Throughout history, people have concerned themselves with the transmission of shared values, attitudes, and skills from one generation to the next. All three were taught long before formal schooling was invented. Even today, it is evident that family, religion, peers, books, news and entertainment media, and general life experiences are the chief influences in shaping people’s views of knowledge, learning, and other aspects of life. Science, mathematics, and technology—in the context of schooling—can also play a key role in the process, for they are built upon a distinctive set of values, they reflect and respond to the values of society generally, and they are increasingly influential in shaping shared cultural values. Thus, to the degree that schooling concerns itself with values and attitudes—a matter of great sensitivity in a society that prizes cultural diversity and individuality and is wary of ideology—it must take scientific values and attitudes into account when preparing young people for life beyond school.

Similarly, there are certain thinking skills associated with science, mathematics, and technology that young people need to develop during their school years. These are mostly, but not exclusively, mathematical and logical skills that are essential tools for both formal and informal learning and for a lifetime of participation in society as a whole.

Taken together, these values, attitudes, and skills can be thought of as habits of mind because they all relate directly to a person’s outlook on knowledge and learning and ways of thinking and acting.

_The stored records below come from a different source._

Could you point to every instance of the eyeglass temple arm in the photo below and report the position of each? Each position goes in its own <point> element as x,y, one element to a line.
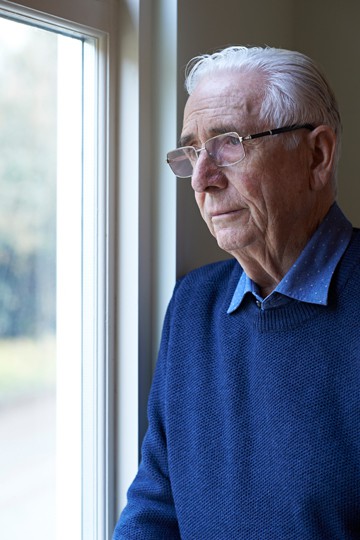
<point>278,130</point>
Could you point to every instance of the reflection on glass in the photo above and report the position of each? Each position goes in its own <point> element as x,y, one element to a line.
<point>28,109</point>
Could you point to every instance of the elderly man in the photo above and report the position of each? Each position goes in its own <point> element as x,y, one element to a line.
<point>254,417</point>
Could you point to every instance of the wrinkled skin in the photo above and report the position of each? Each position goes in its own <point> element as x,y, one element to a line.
<point>264,209</point>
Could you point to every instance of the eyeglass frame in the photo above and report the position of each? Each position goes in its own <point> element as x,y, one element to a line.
<point>274,131</point>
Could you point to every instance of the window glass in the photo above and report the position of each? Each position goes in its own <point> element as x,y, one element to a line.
<point>30,93</point>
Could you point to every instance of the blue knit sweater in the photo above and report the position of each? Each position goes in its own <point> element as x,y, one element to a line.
<point>254,417</point>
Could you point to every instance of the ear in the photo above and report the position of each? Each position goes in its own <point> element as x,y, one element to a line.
<point>322,141</point>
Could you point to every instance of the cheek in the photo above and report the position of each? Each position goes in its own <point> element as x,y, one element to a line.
<point>200,201</point>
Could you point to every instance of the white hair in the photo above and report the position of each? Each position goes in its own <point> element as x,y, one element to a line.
<point>295,89</point>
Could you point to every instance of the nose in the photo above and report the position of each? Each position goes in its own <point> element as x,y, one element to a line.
<point>206,174</point>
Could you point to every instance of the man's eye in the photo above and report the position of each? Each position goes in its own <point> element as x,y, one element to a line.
<point>233,141</point>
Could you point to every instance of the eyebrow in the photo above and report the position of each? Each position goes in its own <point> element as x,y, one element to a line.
<point>186,140</point>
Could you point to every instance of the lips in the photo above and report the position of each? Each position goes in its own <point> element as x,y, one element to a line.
<point>225,213</point>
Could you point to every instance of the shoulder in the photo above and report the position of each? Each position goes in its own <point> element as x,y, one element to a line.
<point>208,283</point>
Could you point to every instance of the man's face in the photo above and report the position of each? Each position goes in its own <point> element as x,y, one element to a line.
<point>260,202</point>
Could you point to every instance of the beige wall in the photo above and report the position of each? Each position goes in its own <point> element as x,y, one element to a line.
<point>326,30</point>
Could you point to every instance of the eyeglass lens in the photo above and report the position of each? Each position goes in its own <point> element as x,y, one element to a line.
<point>225,150</point>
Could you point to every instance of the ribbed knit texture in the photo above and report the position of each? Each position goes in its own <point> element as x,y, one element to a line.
<point>254,417</point>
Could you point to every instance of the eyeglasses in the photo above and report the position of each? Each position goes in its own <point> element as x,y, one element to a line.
<point>225,150</point>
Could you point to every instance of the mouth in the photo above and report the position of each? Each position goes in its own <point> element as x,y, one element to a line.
<point>224,214</point>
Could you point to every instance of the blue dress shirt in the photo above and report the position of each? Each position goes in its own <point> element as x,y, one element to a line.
<point>308,280</point>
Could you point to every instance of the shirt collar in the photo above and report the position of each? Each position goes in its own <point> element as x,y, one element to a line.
<point>308,280</point>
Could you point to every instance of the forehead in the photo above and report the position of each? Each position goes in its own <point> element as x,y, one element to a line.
<point>226,100</point>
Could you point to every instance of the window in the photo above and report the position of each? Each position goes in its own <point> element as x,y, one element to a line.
<point>53,281</point>
<point>112,211</point>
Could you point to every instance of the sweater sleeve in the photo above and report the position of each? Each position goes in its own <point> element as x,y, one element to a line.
<point>150,512</point>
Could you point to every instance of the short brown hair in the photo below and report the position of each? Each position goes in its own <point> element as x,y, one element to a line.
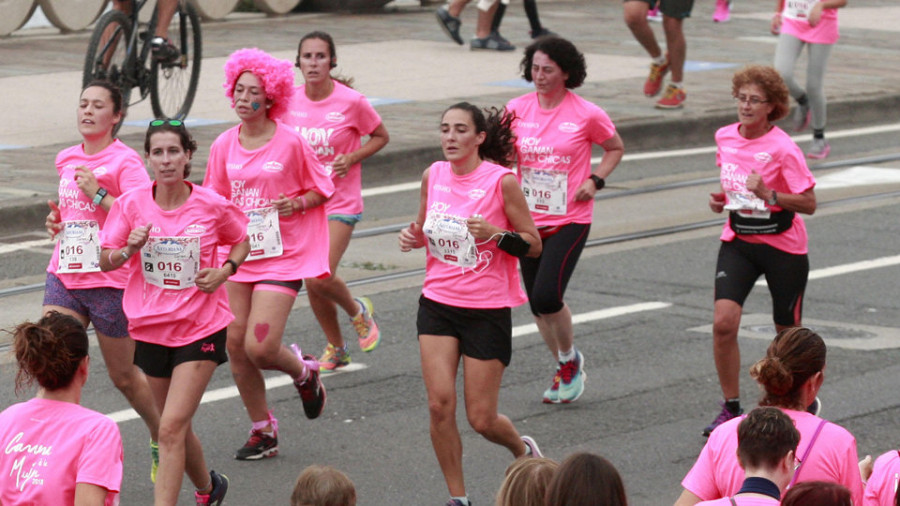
<point>323,486</point>
<point>771,83</point>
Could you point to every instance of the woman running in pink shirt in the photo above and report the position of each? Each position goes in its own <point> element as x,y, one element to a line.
<point>265,168</point>
<point>555,131</point>
<point>55,451</point>
<point>176,306</point>
<point>333,117</point>
<point>790,375</point>
<point>92,175</point>
<point>766,186</point>
<point>475,223</point>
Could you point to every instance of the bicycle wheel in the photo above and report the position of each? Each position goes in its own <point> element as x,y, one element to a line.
<point>173,85</point>
<point>107,55</point>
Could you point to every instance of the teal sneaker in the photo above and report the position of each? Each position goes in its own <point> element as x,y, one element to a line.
<point>571,379</point>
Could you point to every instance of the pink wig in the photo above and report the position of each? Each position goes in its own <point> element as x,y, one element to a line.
<point>277,77</point>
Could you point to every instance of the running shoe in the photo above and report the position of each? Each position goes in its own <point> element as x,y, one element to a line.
<point>154,457</point>
<point>449,24</point>
<point>551,395</point>
<point>259,446</point>
<point>164,51</point>
<point>723,11</point>
<point>311,390</point>
<point>333,358</point>
<point>819,149</point>
<point>673,98</point>
<point>571,379</point>
<point>366,328</point>
<point>494,41</point>
<point>543,32</point>
<point>800,117</point>
<point>723,417</point>
<point>217,495</point>
<point>815,408</point>
<point>654,80</point>
<point>532,445</point>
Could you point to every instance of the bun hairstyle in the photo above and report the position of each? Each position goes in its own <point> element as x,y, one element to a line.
<point>795,355</point>
<point>49,351</point>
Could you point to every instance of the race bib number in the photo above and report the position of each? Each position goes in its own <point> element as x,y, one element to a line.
<point>798,9</point>
<point>79,247</point>
<point>748,204</point>
<point>264,232</point>
<point>171,262</point>
<point>545,190</point>
<point>449,240</point>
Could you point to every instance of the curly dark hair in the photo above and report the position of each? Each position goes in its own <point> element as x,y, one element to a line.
<point>499,144</point>
<point>771,83</point>
<point>563,53</point>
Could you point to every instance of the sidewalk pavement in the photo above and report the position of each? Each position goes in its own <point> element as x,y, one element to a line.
<point>411,72</point>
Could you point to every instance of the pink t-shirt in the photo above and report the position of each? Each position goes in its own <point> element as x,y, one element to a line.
<point>252,179</point>
<point>118,169</point>
<point>492,281</point>
<point>50,446</point>
<point>881,489</point>
<point>164,316</point>
<point>794,22</point>
<point>335,126</point>
<point>780,162</point>
<point>560,140</point>
<point>833,458</point>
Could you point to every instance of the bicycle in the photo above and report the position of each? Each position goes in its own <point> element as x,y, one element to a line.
<point>119,51</point>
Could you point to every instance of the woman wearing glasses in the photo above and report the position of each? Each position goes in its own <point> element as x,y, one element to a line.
<point>790,376</point>
<point>271,174</point>
<point>177,310</point>
<point>766,185</point>
<point>92,175</point>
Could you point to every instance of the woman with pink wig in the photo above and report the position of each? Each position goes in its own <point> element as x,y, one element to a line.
<point>271,174</point>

This chapter presents recommendations about values, attitudes, and skills in the context of science education. The first part of the chapter focuses on four specific aspects of values and attitudes: the values inherent in science, mathematics, and technology; the social value of science and technology; the reinforcement of general social values; and people’s attitudes toward their own ability to understand science and mathematics. The second part of the chapter focuses on skills related to computation and estimation, to manipulation and observation, to communication, and to critical response to arguments.